Análises precipitadas têm concluído que a proposta elaborada pela Comissão de Política Urbana, Metropolitana e Meio Ambiente (CPUMMA) da Câmara Municipal, onde atuei intensamente, foi descaracterizada. Isso não procede: o processo participativo realizado no Legislativo e a contribuição dos vereadores da Comissão geraram muitas alterações positivas incluídas na lei, embora nem tudo o que desejávamos tinha sido aprovado.

O projeto de lei já chegou à Câmara com qualidades que diferenciavam a OUCAB de outras, fruto de mais de três anos de audiências públicas e de discussões no Cades (Conselho Municipal do Meio Ambiente e Desenvolvimento Sustentável), encabeçadas por entidades da sociedade civil durante a gestão Kassab.

No Legislativo, as manifestações da sociedade e a atuação de vereadores comprometidos com a justiça social e a transparência foram essenciais para obter-se um resultado ainda melhor; logo, desconsiderar essas conquistas vai contra a democracia participativa. Não se pode desconhecer que pactuar no Legislativo e em qualquer instância de decisão significa avançar e ceder.

Mesmo sem concordar com as alterações introduzidas pela liderança do governo na proposta da Comissão, é preciso reconhecer que essas mudanças foram defendidas por algumas entidades desde as primeiras audiências e, quando introduzidas no texto, foram publicadas uma semana antes da votação, submetidas a duas audiências públicas e conseguiram maioria entre os vereadores. Não houve votação na calada da noite nem introdução de propostas desconhecidas. Em contrapartida à inclusão dessas modificações, o Legislativo aprovou a maioria das propostas da sociedade, avanços relevantes na perspectiva da justiça social que não podem ser menosprezados.
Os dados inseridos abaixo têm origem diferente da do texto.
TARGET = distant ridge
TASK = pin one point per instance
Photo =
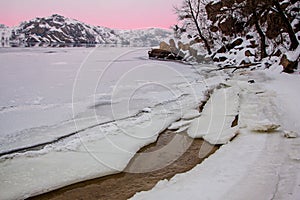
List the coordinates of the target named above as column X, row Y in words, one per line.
column 61, row 30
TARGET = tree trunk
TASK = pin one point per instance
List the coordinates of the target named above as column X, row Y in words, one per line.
column 206, row 44
column 292, row 35
column 263, row 52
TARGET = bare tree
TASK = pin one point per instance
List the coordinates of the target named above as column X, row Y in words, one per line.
column 289, row 28
column 191, row 11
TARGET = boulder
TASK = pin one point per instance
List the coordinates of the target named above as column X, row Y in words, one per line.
column 164, row 46
column 248, row 53
column 164, row 54
column 288, row 65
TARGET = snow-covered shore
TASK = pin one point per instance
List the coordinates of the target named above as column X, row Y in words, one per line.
column 255, row 165
column 112, row 99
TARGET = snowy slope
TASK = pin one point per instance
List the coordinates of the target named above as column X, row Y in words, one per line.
column 59, row 29
column 255, row 165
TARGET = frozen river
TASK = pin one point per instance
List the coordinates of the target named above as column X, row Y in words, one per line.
column 86, row 110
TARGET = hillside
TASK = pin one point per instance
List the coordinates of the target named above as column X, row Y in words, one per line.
column 57, row 29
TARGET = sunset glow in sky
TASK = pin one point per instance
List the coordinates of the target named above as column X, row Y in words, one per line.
column 121, row 14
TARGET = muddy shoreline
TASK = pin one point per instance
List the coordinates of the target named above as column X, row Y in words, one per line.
column 189, row 152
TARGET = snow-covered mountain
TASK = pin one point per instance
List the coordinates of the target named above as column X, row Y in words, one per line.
column 59, row 29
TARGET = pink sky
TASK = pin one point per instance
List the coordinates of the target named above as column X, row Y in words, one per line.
column 122, row 14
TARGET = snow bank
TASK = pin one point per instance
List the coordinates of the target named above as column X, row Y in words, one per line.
column 214, row 124
column 252, row 166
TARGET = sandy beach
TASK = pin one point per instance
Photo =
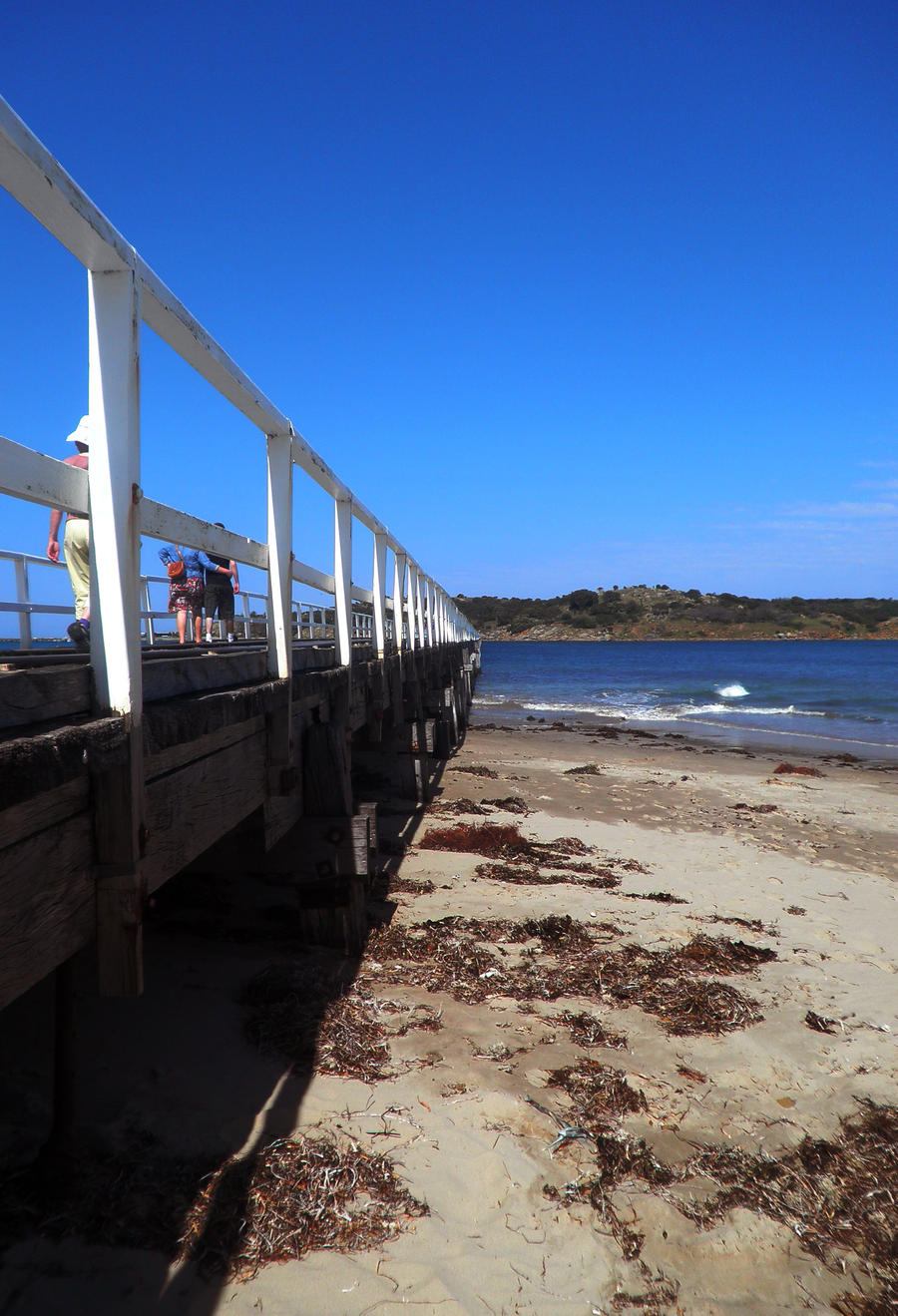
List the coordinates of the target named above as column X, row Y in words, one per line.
column 630, row 1065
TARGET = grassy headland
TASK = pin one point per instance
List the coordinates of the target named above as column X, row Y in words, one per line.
column 659, row 612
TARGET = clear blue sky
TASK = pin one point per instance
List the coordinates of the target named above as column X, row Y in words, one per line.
column 571, row 293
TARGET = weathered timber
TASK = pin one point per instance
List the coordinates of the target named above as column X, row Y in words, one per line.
column 253, row 779
column 120, row 834
column 48, row 903
column 189, row 809
column 41, row 695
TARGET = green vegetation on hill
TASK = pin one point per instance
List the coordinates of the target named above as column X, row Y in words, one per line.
column 642, row 611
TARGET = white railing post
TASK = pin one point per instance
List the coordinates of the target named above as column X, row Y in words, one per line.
column 428, row 591
column 280, row 560
column 114, row 477
column 147, row 609
column 398, row 598
column 419, row 607
column 342, row 560
column 114, row 483
column 21, row 597
column 379, row 590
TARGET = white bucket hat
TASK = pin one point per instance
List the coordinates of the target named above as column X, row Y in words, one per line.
column 82, row 434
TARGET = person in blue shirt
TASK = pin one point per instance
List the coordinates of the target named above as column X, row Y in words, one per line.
column 188, row 589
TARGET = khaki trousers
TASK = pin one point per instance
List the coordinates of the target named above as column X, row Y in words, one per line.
column 77, row 544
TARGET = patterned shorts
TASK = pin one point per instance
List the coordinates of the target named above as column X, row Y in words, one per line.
column 186, row 595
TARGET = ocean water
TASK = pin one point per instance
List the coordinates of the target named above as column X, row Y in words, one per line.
column 828, row 693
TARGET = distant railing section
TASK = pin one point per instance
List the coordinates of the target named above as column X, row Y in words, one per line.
column 410, row 610
column 309, row 622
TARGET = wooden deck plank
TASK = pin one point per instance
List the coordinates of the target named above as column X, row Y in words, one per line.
column 193, row 807
column 48, row 907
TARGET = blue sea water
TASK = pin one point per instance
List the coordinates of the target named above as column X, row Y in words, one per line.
column 835, row 695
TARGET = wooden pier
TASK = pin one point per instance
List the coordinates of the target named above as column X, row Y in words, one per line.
column 235, row 772
column 123, row 766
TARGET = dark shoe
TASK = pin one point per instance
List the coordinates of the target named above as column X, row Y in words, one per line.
column 79, row 635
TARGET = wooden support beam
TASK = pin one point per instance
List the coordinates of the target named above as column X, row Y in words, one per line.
column 379, row 590
column 114, row 474
column 326, row 784
column 342, row 560
column 280, row 558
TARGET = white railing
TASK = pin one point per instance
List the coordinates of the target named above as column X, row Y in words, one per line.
column 309, row 622
column 124, row 293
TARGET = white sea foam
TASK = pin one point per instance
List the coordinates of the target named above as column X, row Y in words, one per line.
column 643, row 712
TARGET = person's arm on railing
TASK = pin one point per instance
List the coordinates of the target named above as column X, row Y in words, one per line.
column 53, row 541
column 209, row 565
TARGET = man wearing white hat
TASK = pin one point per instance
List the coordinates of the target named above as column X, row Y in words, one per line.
column 77, row 543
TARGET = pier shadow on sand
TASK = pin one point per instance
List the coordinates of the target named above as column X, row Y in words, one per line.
column 184, row 1101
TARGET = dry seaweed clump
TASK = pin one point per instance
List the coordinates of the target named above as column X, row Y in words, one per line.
column 432, row 956
column 295, row 1196
column 588, row 1031
column 132, row 1196
column 530, row 875
column 476, row 770
column 836, row 1196
column 494, row 840
column 663, row 983
column 618, row 1158
column 597, row 1092
column 296, row 1014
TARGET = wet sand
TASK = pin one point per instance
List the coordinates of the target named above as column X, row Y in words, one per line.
column 700, row 842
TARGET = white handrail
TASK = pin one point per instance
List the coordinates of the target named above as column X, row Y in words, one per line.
column 126, row 292
column 362, row 623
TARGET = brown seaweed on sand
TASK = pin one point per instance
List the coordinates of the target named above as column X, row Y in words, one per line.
column 588, row 1031
column 293, row 1012
column 660, row 896
column 474, row 768
column 837, row 1196
column 597, row 1093
column 297, row 1195
column 530, row 875
column 435, row 957
column 797, row 768
column 499, row 841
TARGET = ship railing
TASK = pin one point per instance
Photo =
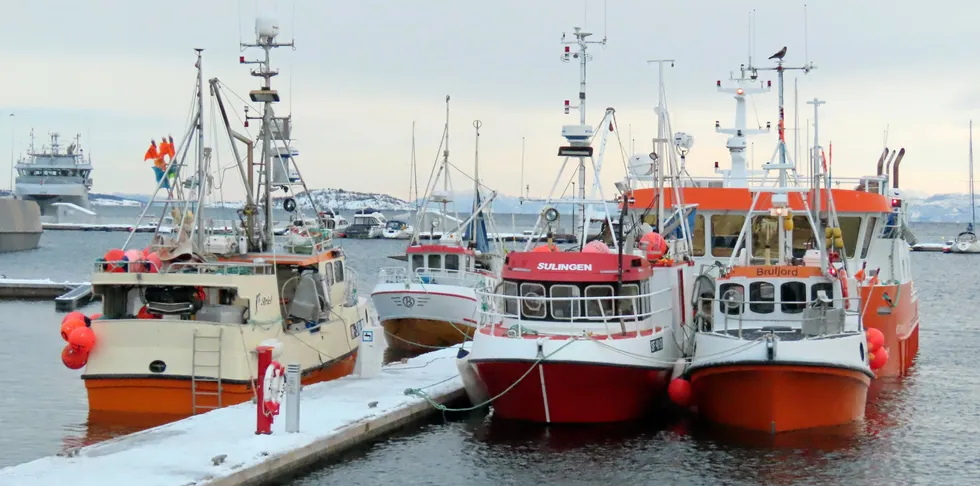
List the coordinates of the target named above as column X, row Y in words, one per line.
column 431, row 276
column 536, row 314
column 217, row 268
column 811, row 320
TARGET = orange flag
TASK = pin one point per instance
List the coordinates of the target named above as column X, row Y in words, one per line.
column 151, row 153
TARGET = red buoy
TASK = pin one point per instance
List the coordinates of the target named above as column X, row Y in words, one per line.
column 69, row 325
column 73, row 359
column 878, row 359
column 82, row 339
column 680, row 392
column 876, row 339
column 114, row 260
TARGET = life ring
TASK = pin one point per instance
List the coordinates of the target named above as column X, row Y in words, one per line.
column 273, row 388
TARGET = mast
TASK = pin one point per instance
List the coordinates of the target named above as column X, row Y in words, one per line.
column 200, row 152
column 973, row 204
column 585, row 131
column 266, row 31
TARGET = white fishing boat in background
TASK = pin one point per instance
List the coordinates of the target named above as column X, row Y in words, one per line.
column 431, row 303
column 966, row 242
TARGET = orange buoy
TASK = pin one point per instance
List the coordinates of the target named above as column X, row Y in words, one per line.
column 680, row 392
column 654, row 245
column 73, row 359
column 876, row 339
column 878, row 359
column 70, row 325
column 76, row 315
column 114, row 259
column 82, row 339
column 153, row 262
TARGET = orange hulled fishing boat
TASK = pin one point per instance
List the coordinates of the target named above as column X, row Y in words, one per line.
column 832, row 266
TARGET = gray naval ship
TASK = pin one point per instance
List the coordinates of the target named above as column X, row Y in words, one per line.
column 57, row 180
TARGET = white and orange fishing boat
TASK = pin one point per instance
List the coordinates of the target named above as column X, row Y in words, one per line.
column 793, row 354
column 431, row 304
column 589, row 334
column 182, row 319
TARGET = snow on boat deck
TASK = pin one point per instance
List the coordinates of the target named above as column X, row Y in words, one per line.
column 334, row 416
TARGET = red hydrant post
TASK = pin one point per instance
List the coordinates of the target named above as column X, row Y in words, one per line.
column 263, row 420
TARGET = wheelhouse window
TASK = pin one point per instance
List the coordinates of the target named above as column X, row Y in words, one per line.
column 761, row 297
column 825, row 287
column 510, row 298
column 418, row 261
column 598, row 307
column 435, row 261
column 697, row 236
column 532, row 302
column 793, row 297
column 765, row 237
column 452, row 262
column 565, row 309
column 724, row 233
column 869, row 232
column 732, row 299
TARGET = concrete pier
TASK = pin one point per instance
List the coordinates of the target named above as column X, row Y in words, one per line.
column 221, row 448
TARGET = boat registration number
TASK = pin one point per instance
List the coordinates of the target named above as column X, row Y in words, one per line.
column 656, row 344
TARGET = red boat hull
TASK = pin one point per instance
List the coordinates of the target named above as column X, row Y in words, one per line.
column 571, row 392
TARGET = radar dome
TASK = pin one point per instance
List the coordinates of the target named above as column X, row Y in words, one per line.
column 266, row 26
column 642, row 165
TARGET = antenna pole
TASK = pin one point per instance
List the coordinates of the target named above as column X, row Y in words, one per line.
column 200, row 151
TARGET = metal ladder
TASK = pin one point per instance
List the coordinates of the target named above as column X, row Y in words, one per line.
column 208, row 367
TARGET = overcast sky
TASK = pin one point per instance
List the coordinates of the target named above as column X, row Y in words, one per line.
column 121, row 73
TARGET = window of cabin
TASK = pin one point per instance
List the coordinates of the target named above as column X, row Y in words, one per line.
column 565, row 309
column 802, row 236
column 761, row 297
column 418, row 261
column 765, row 237
column 732, row 299
column 849, row 227
column 452, row 262
column 435, row 261
column 532, row 303
column 629, row 303
column 793, row 297
column 824, row 286
column 869, row 232
column 724, row 233
column 598, row 307
column 697, row 236
column 510, row 299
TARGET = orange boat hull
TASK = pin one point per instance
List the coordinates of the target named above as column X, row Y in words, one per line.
column 780, row 398
column 898, row 321
column 424, row 335
column 171, row 396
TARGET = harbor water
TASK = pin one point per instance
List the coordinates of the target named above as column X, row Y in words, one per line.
column 920, row 429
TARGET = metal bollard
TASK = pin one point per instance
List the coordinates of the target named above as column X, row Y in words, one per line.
column 293, row 385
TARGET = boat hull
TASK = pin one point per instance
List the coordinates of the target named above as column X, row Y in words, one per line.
column 570, row 392
column 898, row 321
column 171, row 395
column 780, row 397
column 419, row 321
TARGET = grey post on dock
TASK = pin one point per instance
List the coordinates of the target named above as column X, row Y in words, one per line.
column 293, row 386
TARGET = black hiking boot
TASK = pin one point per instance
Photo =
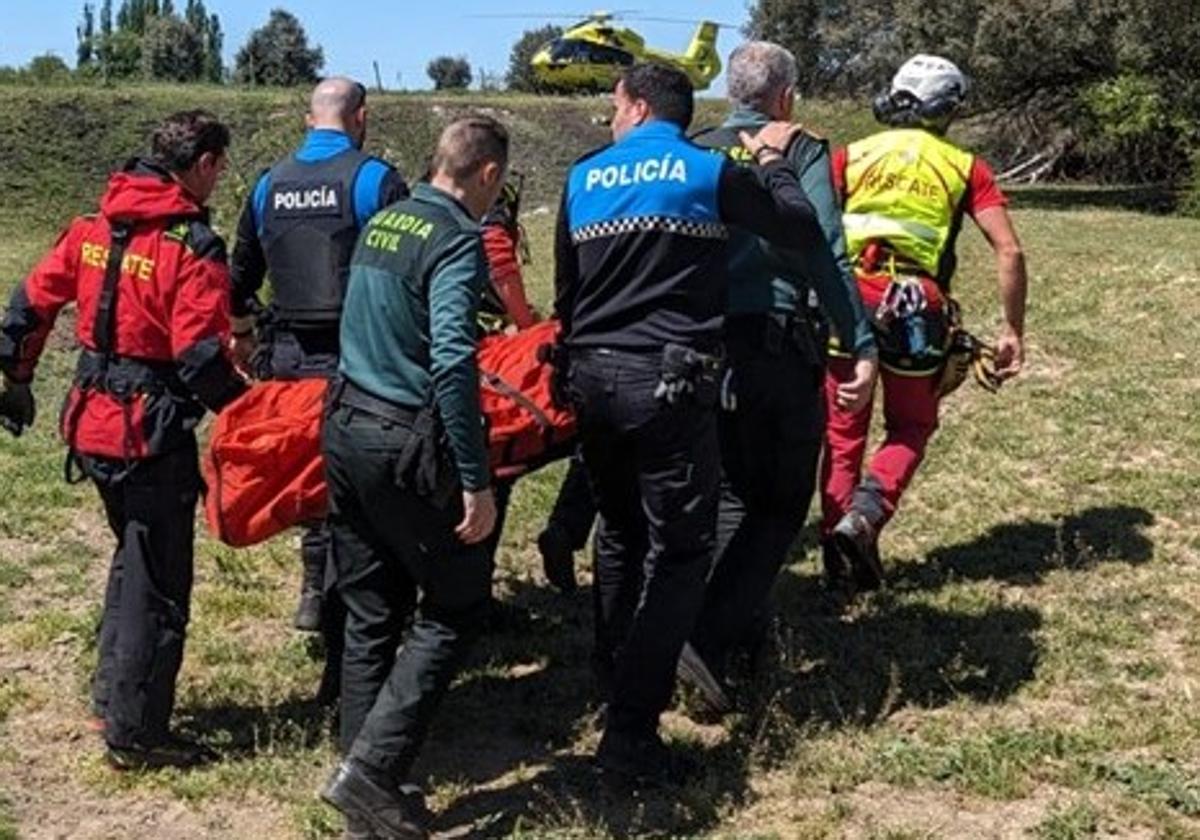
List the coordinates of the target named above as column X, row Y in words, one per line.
column 856, row 539
column 557, row 558
column 641, row 760
column 312, row 588
column 367, row 802
column 174, row 751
Para sistematizar os principais pontos positivos, observo os seguintes itens:

  • -Duplicação do valor de referência dos Cepac’s (Certificados de Potencial Adicional Construtivo), gerando maior contrapartida do setor imobiliário para alcançar uma arrecadação mínima de R$ 3,1 bilhões, o dobro do previsto, para aplicação em intervenções urbanas.
  • Ampliação para 22% dos recursos arrecadados com a venda dos Cepac’s (cerca de 700 milhões, quase três vezes o previsto originalmente) para a construção de 5 mil unidades de habitação social e urbanização de 15 favelas situadas no perímetro expandido (Zona Norte e Noroeste). Além disso, construção de mais 630 unidades habitacionais para famílias removidas das favelas de Aldeinha e do Sapo; e a reforma do conjunto Água Branca.
  • Ampliação do perímetro expandido contribuindo para romper a exclusão socioterritorial que tem caracterizado as operações urbanas.
  • Destinação de recursos para a construção de, no mínimo, 20 equipamentos sociais destinados à população de baixa renda.
  • Execução das obras de drenagem dos córregos Água Preta e Sumaré.
  • Ampliação da participação da comunidade local no Conselho Gestor, com maior controle social na utilização dos recursos, segregados em três contas de destinação específica, cujo plano de aplicação deverá ser submetido anualmente a audiências públicas.
  • Alterações nas obras viárias, retirando intervenções desnecessárias e introduzindo outras importantes, com a inclusão de transporte coletivo nas transposições do Rio Tietê.
  • Inclusão, no plano de intervenção da operação, da ponte Raimundo Pereira de Magalhães, com corredor de transporte coletivo.

 

Apesar das mudanças negativas que foram introduzidas no plano urbanístico, foi possível manter, apesar das pressões contrárias, aspectos fundamentais como:

  • Estímulo ao uso misto.
  • Obrigatoriedade de fachada ativa ou fruição pública no térreo.
  • Incentivo a unidades habitacionais de pequena área (até 50m²) destinadas à baixa classe média.
  • Quota parte de terreno mínima de 30m² por unidade (que garante uma área média de 120m² por unidade), evitando a elitização da região.
  • Vias que privilegiam o transporte coletivo, ciclovias e calçadas.
  • Valorização do espaço público e de áreas verdes.
  • Parque em parte da área municipal atualmente cedida para a CET e nas áreas ocupadas por clubes de futebol até o final da concessão.
  • Destinação de terrenos no próprio perímetro da operação para a construção de habitação de interesse social.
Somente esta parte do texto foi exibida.